The larger takeaways from the downfall of the GOP’s American Health Care Act have to do with what it reveals about the current political moment and what comes next.

1. The Republican failure to repeal Obamacare indicates a federal right to health care that now cannot be taken away. A number of commentators and lawmakers have said this, including Chait (again) in a column last Friday, Jonathan Cohn in the Huffington Post, and Senator Bill Cassidy (R-LA) in an article in the New York Times. I hope they’re right, but I’m more cautious. The AHCA died not because moderate Republicans decried the bill’s cruelty in stripping away health insurance from their constituents. Rather, it was defeated by a coalition of Republicans with a range of political convictions. According to an analysis in the New York Times, nearly as many ultra-conservatives (15) were against the bill as moderates (10) and “others” (8) combined. The hard-liners thought the legislation didn’t go far enough in ending the ACA and its protections, among them Medicaid and the law’s essential health benefits. In short, there was no ideological consensus among the Republicans who were opposed to the bill.

2. The AHCA revealed the GOP’s true aims: tax cuts for the wealthy and cuts in benefits to low-income Americans.

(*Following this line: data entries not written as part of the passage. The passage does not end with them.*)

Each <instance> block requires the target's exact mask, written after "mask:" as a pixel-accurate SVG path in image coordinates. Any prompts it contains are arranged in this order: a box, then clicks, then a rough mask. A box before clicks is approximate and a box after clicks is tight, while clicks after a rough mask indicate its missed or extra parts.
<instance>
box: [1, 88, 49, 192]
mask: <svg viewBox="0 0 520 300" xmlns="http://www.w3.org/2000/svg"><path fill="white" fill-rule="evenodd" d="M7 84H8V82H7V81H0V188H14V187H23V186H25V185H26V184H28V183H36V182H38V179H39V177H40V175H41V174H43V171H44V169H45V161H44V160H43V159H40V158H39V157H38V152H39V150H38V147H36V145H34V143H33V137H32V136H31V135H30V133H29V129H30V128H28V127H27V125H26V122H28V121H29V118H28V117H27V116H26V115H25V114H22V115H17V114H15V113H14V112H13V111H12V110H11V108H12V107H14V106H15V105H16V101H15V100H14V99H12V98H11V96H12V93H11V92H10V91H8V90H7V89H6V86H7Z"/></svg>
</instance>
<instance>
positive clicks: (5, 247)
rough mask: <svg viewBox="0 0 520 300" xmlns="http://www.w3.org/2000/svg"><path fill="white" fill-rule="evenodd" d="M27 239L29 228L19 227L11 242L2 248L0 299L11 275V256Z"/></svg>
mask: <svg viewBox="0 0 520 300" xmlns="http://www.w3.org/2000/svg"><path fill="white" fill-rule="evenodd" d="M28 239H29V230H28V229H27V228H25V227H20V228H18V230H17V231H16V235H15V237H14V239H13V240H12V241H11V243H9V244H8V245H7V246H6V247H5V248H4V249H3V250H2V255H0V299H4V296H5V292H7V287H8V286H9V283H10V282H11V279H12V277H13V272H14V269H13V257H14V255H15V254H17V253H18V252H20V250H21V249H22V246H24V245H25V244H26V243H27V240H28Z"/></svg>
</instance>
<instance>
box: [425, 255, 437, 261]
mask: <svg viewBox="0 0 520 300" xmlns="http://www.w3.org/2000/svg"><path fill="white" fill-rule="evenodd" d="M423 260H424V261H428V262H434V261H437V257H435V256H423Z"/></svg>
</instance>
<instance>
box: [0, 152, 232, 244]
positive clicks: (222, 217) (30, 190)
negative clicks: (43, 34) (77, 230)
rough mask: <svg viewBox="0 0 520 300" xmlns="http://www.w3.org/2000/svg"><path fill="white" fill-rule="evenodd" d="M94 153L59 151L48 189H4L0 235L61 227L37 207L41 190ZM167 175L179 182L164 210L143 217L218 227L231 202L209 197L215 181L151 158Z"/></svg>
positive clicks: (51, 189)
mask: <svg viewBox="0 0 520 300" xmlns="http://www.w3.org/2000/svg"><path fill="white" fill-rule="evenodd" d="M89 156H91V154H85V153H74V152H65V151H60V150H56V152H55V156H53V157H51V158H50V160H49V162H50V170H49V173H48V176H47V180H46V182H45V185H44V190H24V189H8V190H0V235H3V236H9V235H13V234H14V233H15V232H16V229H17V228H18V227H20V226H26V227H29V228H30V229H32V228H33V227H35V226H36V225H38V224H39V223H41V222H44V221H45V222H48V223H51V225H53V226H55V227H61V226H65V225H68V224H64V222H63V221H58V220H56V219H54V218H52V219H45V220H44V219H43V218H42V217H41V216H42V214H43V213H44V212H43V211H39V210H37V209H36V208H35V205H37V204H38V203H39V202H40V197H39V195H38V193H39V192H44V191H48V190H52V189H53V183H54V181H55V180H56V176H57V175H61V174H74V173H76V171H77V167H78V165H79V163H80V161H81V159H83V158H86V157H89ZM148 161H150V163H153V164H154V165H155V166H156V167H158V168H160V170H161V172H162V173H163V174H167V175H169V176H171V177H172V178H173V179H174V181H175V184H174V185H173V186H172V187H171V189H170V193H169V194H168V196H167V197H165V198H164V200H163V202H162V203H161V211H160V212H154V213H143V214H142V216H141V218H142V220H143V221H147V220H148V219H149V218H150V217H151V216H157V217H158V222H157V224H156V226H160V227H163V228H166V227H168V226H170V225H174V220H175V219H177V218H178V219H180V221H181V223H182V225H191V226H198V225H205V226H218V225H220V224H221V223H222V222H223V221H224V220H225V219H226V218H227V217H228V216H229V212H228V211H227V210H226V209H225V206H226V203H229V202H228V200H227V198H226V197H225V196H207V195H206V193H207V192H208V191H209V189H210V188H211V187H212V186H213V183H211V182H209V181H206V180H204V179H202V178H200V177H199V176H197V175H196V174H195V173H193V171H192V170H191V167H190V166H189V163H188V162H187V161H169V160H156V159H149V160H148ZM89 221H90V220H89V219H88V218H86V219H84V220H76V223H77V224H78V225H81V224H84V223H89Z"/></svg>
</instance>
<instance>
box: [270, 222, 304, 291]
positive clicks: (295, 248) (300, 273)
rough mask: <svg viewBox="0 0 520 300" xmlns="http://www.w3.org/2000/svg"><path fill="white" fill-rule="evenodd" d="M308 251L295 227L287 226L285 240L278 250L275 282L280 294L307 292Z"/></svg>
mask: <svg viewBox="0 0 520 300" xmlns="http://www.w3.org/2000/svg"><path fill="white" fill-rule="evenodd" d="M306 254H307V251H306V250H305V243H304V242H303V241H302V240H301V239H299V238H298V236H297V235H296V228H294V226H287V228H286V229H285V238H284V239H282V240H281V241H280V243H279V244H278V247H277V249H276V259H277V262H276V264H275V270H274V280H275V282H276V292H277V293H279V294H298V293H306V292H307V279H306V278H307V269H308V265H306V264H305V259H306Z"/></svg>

As I’ve written previously, the bill was stunning in its barefaced cruelty, gutting Medicaid and reducing income-based subsidies to pay for health insurance, while pushing through enormous tax cuts for rich people.

3. Politics, not policy, dictated the process. As the last-minute deal-making revealed, there is no GOP agreement on the federal government’s role in providing health care to its citizens, or even whether it should. The AHCA was driven by a political directive to pass a bill so that Republicans could say they made good on a campaign promise, with little regard for how people would be affected. The Congressional Budget Office’s estimate that 24 million Americans would lose their health insurance within a decade was twisted into an avowal that once people were freed from the shackles of government interference, they would have the ability to choose a plan that worked for them and their health care needs. Trump’s statement on Friday that the best thing for the Republicans politically would be to let Obamacare “explode” indicates his lack of interest in the actual lives of people who are affected by what the government, of which he is now in charge, does and does not do.

4. There are still plenty of ways for Trump and his administration to weaken the Affordable Care Act.  They could rewrite regulations to undo some of the act’s provisions, including no-cost contraceptive coverage and the cost-sharing subsidies that help people pay for co-pays and deductibles; both of these were added to the ACA by rule and are not written into the law itself. Or they could undermine the exchanges by pulling funding for advertisements in advance of the open enrollment periods, which could lead to fewer people signing up.

In short, the Affordable Care Act may be safe for now, but this is just the beginning. And whether the law is weakened or strengthened through the tweaks that are sure to come may depend on continued public pressure to expose the ways in which the law is working, as well as the ways in which it can be improved.